En las reacciones a la final del Mundial se ha propagado que “Olga Carmona emula a Iniesta”, se ha comparado el estilo de Aitana Bonmatí con el del jugador de Fuentealbilla. Yo mismo me he visto en la tentación de trazar el símil entre Ivana Andrés y su paisano Nino Bravo. Se ha recurrido abusivamente del “13 años después de Sudáfrica...”. Seguimos describiendo grandes victorias con el término “machada”, que el diccionario define como “dicho o hecho ostentoso, inútil o gratuito, propio de un machote”. Con estos tics imperceptibles sólo nos ha faltado calcular, si se permite la ironía, cuántos bernabéus en línea recta separan Sidney de Johannesburgo.

Detrás de un triunfo histórico está la realidad de que el deporte femenino y las disciplinas polideportivas están obligadas a la excelencia para obtener un eco informativo. O éxito o tragedia, si fallece alguien escalando un ochomil. Los derechos se los quedó Televisión Española por descarte del resto de canales privados. Se quejaba el compañero Fernando Miñana de que se ha extendido el mensaje de que las niñas tienen que jugar al fútbol.
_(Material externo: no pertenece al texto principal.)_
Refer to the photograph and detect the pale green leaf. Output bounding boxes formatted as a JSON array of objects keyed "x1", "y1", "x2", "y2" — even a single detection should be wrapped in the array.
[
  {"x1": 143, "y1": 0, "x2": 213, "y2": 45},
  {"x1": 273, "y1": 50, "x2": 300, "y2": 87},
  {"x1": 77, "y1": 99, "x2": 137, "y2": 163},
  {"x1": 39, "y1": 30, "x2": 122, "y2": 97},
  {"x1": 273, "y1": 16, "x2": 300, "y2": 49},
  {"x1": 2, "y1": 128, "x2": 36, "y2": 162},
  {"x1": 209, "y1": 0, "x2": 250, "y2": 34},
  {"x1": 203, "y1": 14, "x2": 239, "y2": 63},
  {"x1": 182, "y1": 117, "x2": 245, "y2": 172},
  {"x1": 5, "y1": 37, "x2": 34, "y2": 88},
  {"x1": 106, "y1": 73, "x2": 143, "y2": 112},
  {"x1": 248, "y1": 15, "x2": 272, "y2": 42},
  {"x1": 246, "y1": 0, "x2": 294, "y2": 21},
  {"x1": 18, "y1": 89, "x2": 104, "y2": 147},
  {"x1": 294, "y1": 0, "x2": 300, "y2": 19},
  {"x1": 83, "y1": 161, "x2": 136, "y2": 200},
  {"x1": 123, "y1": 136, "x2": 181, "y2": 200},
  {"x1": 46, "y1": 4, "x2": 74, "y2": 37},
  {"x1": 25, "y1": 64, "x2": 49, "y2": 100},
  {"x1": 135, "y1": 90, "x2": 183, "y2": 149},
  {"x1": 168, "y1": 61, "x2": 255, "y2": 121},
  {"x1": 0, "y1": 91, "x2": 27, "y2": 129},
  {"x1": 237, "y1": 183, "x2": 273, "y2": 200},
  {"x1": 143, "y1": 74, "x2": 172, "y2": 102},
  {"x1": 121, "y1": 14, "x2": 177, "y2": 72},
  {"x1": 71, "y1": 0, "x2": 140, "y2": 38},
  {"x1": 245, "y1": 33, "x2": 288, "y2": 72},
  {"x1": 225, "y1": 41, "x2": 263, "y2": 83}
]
Y no a baloncesto ni atletismo, en las que el nivel de medallas es superlativo. Sin faltarle razón, en esas disciplinas se ha alcanzado una normalidad en el enfoque y la proporción de género que resulta visible que no se ha logrado con el fútbol. El factor diferencial de este Mundial es que las mujeres han conquistado una cima negada durante décadas y no nos ha pillado del todo preparados para asumirlo y respetarlo.